I went a whole year this being my fear 😵💫
@Hope309 It’s been about a week and a half of me worried about driving. Hopefully it doesn’t last too long
That's me, all potholes and bumps on the road for sure lol. I even imagine myself accidentally running into non-existant cars when I take turns and stuff.
@OCDNoThankYe 😩
Yes and look back or drive back around to make sure you didn't. Its a nightmare. I worked hard on this one with my therapist and have gotten much better.
@Mon7 Literally looked on my way back home and even looked at my car 😩
When I got diagnosed I realized this was the ocd, I’ve driven back to check for the potholes I’ve even watched the news for reports
@Flyfishingguy Literally me checking the news last night and this morning
@Nicolefchav You got this
Oh my goodness, this obsession is incredibly common! I hope you used your response prevention skills when this popped in and just kept on driving without checking! Here's a resource, in case it's helpful! https://www.treatmyocd.com/blog/heres-why-response-prevention-is-the-key-to-ocd-recovery
@Jennifer Dalimonte I’m not there yet as I just had my first session yesterday but I hope to get there one day.
I’m trying to stop recording my drives because I got so stuck in this theme. I always loved driving and never had a problem til November. I’m just starting to get over it now.
@KCD I contemplated doing that too. I loved driving too and didn’t have a problem with it till last week.
@Nicolefchav Yup, mine came on suddenly. I was finally over the theme that set me off initially in July and I think the OCD just latched on. It’s exhausting.
@KCD It is exhausting but I’m glad to hear that other people experience it and not just me even if it can feel lonely and overwhelming
@Nicolefchav So lonely and my husband is sympathetic but just doesn’t get it
@KCD My mom is sympathetic of it too but she doesn’t get it
You need to think with your human mind that uses facts and reason rather than your old primate mind that relies on guesses and irrational thoughts . You have to use your eyes and ears to develop thoughts and ideas and gently ignore and move on from the irrational thoughts to something better in the real moment .

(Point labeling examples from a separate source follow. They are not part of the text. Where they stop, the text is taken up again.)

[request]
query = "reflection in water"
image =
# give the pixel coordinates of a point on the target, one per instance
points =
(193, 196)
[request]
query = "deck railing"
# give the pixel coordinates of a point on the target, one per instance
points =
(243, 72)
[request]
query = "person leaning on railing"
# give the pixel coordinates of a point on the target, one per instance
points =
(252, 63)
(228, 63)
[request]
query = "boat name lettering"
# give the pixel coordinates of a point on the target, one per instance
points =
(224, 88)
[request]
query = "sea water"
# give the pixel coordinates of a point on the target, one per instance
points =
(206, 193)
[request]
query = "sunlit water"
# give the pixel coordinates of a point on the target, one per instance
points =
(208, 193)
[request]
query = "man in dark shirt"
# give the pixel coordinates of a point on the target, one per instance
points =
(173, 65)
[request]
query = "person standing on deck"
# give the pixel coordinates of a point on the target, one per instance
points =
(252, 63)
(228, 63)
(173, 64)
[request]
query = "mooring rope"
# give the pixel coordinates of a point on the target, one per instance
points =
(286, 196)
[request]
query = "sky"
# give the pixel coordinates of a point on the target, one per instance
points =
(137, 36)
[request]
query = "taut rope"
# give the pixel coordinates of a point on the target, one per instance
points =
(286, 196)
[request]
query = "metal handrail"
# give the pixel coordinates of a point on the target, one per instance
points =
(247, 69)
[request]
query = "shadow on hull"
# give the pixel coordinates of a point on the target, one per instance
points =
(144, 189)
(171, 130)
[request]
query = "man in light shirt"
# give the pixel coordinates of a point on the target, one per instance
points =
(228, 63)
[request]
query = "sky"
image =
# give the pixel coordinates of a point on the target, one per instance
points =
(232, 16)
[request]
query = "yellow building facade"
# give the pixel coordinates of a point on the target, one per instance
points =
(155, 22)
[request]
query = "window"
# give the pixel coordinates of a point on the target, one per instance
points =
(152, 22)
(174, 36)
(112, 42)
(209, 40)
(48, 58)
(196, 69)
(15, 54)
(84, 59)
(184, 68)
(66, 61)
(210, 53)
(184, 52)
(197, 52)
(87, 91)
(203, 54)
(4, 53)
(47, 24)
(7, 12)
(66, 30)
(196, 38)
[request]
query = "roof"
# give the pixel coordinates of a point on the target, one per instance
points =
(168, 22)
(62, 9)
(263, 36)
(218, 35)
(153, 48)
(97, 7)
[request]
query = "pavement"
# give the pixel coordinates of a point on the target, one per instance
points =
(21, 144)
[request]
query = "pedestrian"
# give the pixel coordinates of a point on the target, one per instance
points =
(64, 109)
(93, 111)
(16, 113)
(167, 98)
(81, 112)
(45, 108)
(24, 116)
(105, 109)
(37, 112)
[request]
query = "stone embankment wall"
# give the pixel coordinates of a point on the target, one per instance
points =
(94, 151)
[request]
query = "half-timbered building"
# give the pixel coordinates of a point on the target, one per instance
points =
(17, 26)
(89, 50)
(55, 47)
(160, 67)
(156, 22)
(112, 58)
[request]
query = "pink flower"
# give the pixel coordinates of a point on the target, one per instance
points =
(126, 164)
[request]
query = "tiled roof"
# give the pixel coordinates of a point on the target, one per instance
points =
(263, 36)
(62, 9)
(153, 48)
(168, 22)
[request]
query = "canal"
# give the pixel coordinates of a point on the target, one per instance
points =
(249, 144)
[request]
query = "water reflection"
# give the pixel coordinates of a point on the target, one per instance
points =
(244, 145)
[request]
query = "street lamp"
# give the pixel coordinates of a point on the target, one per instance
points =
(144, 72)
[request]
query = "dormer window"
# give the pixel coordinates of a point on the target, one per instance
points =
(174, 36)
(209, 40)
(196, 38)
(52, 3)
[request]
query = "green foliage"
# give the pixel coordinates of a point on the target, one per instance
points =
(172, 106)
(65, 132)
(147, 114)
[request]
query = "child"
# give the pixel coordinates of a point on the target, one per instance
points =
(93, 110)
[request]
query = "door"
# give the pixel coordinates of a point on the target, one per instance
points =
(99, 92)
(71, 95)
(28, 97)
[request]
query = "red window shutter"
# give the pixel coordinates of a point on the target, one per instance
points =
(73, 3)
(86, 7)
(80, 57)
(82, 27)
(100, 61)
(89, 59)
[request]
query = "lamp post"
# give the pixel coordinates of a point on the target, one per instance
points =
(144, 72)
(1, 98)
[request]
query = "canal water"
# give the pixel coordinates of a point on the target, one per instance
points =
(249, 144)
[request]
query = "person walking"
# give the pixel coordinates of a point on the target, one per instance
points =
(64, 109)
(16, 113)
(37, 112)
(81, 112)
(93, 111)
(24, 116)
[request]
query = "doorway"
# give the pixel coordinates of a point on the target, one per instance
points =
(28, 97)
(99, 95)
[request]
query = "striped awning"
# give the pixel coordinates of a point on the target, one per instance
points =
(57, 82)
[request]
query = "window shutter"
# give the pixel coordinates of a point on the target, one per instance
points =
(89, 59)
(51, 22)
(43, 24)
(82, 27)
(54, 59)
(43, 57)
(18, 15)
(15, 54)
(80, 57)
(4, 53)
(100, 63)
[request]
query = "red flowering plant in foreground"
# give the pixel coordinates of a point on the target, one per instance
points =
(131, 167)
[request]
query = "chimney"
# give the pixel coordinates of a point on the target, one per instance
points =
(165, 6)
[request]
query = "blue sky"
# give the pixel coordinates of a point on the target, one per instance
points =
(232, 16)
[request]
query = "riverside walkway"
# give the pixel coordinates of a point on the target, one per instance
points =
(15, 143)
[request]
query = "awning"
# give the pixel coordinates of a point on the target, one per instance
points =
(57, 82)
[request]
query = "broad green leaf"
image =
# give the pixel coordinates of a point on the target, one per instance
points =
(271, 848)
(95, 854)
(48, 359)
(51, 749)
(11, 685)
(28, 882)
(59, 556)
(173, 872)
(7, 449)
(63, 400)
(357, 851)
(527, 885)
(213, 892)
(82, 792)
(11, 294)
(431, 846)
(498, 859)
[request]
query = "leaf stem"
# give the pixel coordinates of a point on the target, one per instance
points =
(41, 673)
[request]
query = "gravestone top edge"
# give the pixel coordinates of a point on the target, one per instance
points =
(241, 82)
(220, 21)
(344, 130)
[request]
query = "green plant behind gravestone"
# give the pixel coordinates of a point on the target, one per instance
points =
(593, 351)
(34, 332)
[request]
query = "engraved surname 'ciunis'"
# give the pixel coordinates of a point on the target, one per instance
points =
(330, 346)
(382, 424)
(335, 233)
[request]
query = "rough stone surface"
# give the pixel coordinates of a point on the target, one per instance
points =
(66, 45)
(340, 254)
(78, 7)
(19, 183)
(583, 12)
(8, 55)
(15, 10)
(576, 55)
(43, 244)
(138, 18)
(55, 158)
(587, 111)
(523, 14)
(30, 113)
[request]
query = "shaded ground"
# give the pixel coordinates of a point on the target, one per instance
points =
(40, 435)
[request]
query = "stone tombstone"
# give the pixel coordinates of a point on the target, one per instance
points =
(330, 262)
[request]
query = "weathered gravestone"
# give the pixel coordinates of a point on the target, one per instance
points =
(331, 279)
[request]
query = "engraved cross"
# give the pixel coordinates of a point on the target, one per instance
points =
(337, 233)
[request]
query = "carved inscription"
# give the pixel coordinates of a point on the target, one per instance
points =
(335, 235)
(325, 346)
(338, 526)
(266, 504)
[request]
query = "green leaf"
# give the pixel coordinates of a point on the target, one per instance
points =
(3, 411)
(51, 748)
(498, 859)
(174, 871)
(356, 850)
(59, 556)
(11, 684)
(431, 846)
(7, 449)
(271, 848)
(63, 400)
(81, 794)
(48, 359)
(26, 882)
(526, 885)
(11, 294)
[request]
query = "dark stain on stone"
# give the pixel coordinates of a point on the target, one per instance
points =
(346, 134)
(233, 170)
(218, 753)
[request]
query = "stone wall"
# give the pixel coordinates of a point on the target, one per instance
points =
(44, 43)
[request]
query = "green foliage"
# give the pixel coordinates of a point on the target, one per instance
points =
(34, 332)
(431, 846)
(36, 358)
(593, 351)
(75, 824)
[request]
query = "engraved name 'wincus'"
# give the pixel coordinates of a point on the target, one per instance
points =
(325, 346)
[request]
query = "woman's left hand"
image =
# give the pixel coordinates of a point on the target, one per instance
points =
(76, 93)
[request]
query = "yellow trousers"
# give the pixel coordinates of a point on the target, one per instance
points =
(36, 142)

Is it possible to have been living your life well and enjoying your days but have been physically hurting people without knowing? Like you are always aware of your actions right? I have this terrible feeling that I hurt one of my students and went through an entire week either blacking it out or not realizing. But it’s something I feel like you should realize. A disturbing dream seems to have triggered this.
Hate myself for who I used to be. I used to sleep around. I drove drunk a couple times. I was careless. I’m so ashamed because it’s not who I am and especially not who I am now. I did it because I was lonely. And now I suffer not knowing if I hit or killed or hurt someone. This pain is just draining.
Iiii am horribly, terribly afraid of driving. I'm almost 19, and getting my license - or really even getting in a car and driving myself - has eluded me for quite some time. There are a lot of unknowns, and it's very hard to reconcile with; even on familiar routes, every drive's gonna be different, there are gonna be different people on the road than there were on a successful drive (and obviously I can't trust other people, because I never know what could happen), there might be construction or a wreck or some other hindrance in the road. It's tough to process, over and over, that I can't read the future, let alone control it to circumvent any Possible woes. I've never experienced a severe wreck or anything to justify this fear, the worst I've done is mix up the brake and gas once in an empty lot (nothing and nobody harmed aside from some fear on my end, just a scratch on the car!) yet I'm Petrified of causing an accident, hurting myself or especially someone else, and incurring debts a college student like myself can't pay off. Even so, not having my license is.. frustrating! It's easier and more comfortable to avoid practicing and actually getting there, but at the same time it's hard and disappointing because I have no independence in the way of going to work, shopping, or seeing my friends or partner. It's a real back and forth conundrum of "Phew, at least I can't drive" -> "Oh no I can't drive" -> "Oh no I have to drive", rinse and repeat. I'm headed off to college now, really running out of time (I've booked an instructor for myself and may end up in a position to test this week.. I leave Friday 😟) and more antsy than ever. Anybody else ever feel/felt this way?